The designation, now being drafted for the City Council, would halt city purchases of police cars, cell phones and other supplies from all or most of an estimated 32 companies connected with nuclear weapons production.
Olympia is home to a politically active peace movement, with activists holding a vigil in the main town square once a week. Townspeople have complained about shipments of Iraq war supplies through its port and some critics have urged the USS Olympia, a nuclear-powered submarine, to stop calling on its namesake city.

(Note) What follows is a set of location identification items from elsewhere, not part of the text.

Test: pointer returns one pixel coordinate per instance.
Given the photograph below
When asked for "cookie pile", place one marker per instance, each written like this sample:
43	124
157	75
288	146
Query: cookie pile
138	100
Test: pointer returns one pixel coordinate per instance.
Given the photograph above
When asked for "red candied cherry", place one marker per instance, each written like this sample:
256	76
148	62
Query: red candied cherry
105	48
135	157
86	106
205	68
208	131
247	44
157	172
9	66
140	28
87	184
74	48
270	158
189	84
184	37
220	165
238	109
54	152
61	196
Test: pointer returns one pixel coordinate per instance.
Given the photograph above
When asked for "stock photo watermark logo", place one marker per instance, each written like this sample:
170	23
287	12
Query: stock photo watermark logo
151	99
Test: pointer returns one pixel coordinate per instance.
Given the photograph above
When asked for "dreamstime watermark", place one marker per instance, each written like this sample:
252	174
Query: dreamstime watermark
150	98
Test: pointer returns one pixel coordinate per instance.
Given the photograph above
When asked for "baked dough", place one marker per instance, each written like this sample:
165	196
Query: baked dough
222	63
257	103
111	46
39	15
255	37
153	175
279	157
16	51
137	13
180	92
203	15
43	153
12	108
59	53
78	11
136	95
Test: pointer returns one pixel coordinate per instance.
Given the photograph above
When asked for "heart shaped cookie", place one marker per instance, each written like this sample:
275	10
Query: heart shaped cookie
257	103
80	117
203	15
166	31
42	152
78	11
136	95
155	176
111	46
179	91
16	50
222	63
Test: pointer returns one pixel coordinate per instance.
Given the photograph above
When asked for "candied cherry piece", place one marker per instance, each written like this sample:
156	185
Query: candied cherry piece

In February, the council passed a resolution calling for a worldwide end to nuclear weapons by 2020. In May, Councilman TJ Johnson, sponsor of the nuclear-free ordinance, represented the city at an international conference at the United Nations on nuclear proliferation.
The resolution said Olympia should stop buying goods and services from companies directly linked to manufacture of nuclear weapons. City official Mary Lou Berg said that includes Chrysler, which builds police cars, and Motorola, which makes Nextel phones used by up to 400 city employees.
The city would seek new suppliers. If none were found, the city could continue doing business but would send the firm a letter encouraging a policy change.
“It hit me how prevalent the stuff is,” Johnson told the Olympian newspaper in an article published Tuesday. “It reinforced the logic that we have to start somewhere. We might as well start here.”
Another backer, Councilman Curt Pavola, said: “Consumers control the market. They can steer the market any way they want to.”
City Manager Steve Hall said tying the nuclear-free designation to the city’s business practices will send a message that it’s more than window dressing. But he added that it might be hard to “quit cold turkey all at once.”
The ordinance would ban shipment of nuclear weapons through the city or its port, but wouldn’t apply to nuclear medicine, smoke detectors, timepieces or depleted uranium.
Johnson said more than 1,200 cities and 100 countries are “nuclear-free.” Olympia’s ordinance is based on one adopted by Takoma Park, Md., that was approved 20 years ago and survived a legal challenge.
The measure will have a public hearing on Aug. 9 and would take effect 30 days after adoption.